Working in coordination with the PCA’s regional Arts in Education partner and the York County Cultural Alliance, Southern Fulton High School art students and Fulton County AVTS welding students were mentored by teaching artist and professional photographer, Dorie Heyer, Southern Fulton High School art teacher, Carolyn Mottern, and Fulton County AVTS welding teacher, Bruce Shipley, to design and create the artwork.

This is the seventh project created through Art Sparks. The unveiling event drew individuals from the community to help celebrate, including students, families and local and state officials.
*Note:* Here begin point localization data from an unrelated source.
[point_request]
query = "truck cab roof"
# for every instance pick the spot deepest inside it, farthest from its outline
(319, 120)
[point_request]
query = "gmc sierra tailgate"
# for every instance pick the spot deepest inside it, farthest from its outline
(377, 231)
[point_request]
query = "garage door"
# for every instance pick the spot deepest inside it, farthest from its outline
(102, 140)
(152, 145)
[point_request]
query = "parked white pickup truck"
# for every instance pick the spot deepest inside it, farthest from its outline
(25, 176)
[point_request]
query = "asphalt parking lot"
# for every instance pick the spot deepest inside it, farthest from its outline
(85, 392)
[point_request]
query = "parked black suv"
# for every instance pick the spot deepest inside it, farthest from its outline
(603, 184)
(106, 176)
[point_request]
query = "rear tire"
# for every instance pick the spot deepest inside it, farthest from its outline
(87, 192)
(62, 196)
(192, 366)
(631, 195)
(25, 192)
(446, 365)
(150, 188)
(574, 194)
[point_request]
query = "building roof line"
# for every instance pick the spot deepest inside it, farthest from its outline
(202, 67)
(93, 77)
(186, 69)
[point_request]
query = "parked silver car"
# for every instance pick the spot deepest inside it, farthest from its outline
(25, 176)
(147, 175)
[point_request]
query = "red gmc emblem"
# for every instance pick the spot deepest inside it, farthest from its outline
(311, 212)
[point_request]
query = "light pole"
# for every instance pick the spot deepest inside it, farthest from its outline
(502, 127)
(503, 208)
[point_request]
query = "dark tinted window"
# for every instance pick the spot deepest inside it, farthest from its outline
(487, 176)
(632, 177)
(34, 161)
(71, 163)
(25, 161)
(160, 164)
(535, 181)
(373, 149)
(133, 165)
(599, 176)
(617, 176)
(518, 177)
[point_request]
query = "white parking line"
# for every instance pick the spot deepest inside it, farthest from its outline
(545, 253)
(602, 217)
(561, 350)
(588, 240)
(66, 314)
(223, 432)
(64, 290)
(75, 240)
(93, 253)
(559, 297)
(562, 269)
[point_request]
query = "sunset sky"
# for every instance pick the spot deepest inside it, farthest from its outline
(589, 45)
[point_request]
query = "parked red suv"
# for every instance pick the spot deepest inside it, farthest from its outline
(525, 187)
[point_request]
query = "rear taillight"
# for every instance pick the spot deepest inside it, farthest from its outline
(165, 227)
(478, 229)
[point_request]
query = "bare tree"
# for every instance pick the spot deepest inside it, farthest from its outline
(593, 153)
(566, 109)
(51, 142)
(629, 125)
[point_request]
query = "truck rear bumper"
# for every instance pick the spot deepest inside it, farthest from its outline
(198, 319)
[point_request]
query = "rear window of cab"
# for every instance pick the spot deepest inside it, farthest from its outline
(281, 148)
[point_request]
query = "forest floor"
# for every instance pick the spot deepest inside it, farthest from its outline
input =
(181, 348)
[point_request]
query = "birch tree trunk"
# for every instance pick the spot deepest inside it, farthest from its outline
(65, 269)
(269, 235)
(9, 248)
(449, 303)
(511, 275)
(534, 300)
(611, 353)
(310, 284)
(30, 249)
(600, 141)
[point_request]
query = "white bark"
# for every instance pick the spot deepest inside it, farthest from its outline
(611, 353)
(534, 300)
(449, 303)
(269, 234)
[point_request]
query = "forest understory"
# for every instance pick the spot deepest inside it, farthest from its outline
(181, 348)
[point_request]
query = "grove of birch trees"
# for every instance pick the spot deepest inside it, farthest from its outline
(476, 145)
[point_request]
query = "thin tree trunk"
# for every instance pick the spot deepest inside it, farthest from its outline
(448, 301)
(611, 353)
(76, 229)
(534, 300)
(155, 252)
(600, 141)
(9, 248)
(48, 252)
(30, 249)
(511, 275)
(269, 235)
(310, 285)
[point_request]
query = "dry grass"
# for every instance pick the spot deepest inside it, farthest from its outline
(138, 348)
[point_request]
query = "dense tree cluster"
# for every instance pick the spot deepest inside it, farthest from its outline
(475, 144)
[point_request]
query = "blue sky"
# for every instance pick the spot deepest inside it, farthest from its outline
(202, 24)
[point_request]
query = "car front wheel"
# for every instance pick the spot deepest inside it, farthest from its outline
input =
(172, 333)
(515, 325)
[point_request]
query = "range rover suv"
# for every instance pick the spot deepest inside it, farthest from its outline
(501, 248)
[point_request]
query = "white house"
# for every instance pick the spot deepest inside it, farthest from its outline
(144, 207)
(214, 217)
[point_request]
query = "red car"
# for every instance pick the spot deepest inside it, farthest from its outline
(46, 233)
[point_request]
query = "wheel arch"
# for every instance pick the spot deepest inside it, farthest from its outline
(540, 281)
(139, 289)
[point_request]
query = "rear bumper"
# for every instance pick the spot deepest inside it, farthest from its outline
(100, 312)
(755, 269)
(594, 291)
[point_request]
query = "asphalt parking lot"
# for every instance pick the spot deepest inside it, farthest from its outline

“The blending of photography, welding and design evidenced in this finished artwork is an excellent example of the broad forms that art and creativity can take in Pennsylvania’s classrooms,” said Karl Blischke, PCA executive director. “Skills acquired on projects like this, and on all the Art Sparks projects to-date, help students succeed in school and build the talent pipeline of innovators who may eventually play critical roles in the creative workforce.”

“Art brings creativity to the classroom,” explained Carolyn Mottern. “Our art students have learned so much in the design, execution and collaboration involved in this project. But interestingly enough, I was also able to experience first-hand the interest Turnpike travelers have in learning about Fulton County when a plaza visitor from Arizona stopped to ask me questions about what they were seeing here. The students are thrilled that their work will have this range of impact on so many.”          

“Working with other students and learning about them and their own artistic style was very rewarding and will have a lasting impact on our school and our community,” said Riley Francis, Southern Fulton County High School senior. “As people see ‘Our Life. Our Story,’ I am hopeful they will be left with a small understanding about the people who live within the neighboring communities – and perhaps even see something that they were not expecting.”

Art Sparks pairs K-12 art students and teaching artists from the PCA’s Arts in Education resident artist roster with the goal to install a local, student-created artwork in every service plaza, system-wide, over the next five-to-eight years. Schools near each respective service plaza host 20-day residencies led by a local PCA teaching artist. Students work with the artist and members of the community to create artwork that reflects the region.